5 of 107 comments (clear)

  1. mobile is where it's at by stoolpigeon · · Score: 3, Insightful

    some day I'm going to try to explain to my grandkids about how we carried around computers that needed their own bags, that weighed 'pounds!' and they'll laugh at something so absurd.

    --
    It's hard to believe that's how Micronians are made. Why don't we see it right now by having you both kiss one another?
    1. Re:mobile is where it's at by chebucto · · Score: 3, Insightful

      Bah!

      http://www-03.ibm.com/systems/z/

      Computers have entered new niches over time, but no format has ever gone out of use. Mainframes are still around, as are minicomputers, workstations, desktops, laptops, and subnotebooks. Even smartphones aren't anything terribly new, being just a combination of PDAs and cell phones.
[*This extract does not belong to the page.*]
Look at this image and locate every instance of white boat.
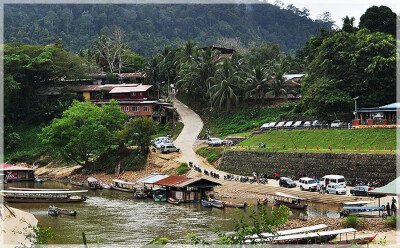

      Rather, I think people will look back at our time and laugh at us for thinking that portable computers with full-sized keyboards would ever fall out of use :)

      --
      The English word fart is one of the oldest words in the English vocabulary.
  2. Overpriced by Bradmont · · Score: 5, Insightful

    Why would you pay $.50 to use this when transactions on credit cards and (some) debit cards are free?

  3. Trust issues... by greed · · Score: 5, Insightful

    I'm having trouble thinking of an organization I trust less than Canada's telecoms companies to handle my money.

    Has Bell figured out how to deal with incorrect direct payment transactions? When it happened to me, I had to have my bank block all transactions originated from Bell. Bell couldn't figure out how to identify the account making the bad transactions on their own--they actually needed the "payment refused" bounces from the bank. (They've got check-digits on account numbers now, but can they fix a problem from their end yet?)

    A friend on Roger's discovered his phone had been cloned. The Roger's people thought that there was nothing odd about his phone being used in Toronto and in south Florida at the very same time. (The small claims judge did think that was odd.)

  4. Usual 2 problems: by Seth+Kriticos · · Score: 3, Insightful

    1. They are too greedy and don't realise that only very few people would use the service at this rates, which effectively ruins the economy of scale calculations.

    2. You can't limit the debt you get, which increases the loss in cases of fraud. This should work like pre paid cards where loss is limited.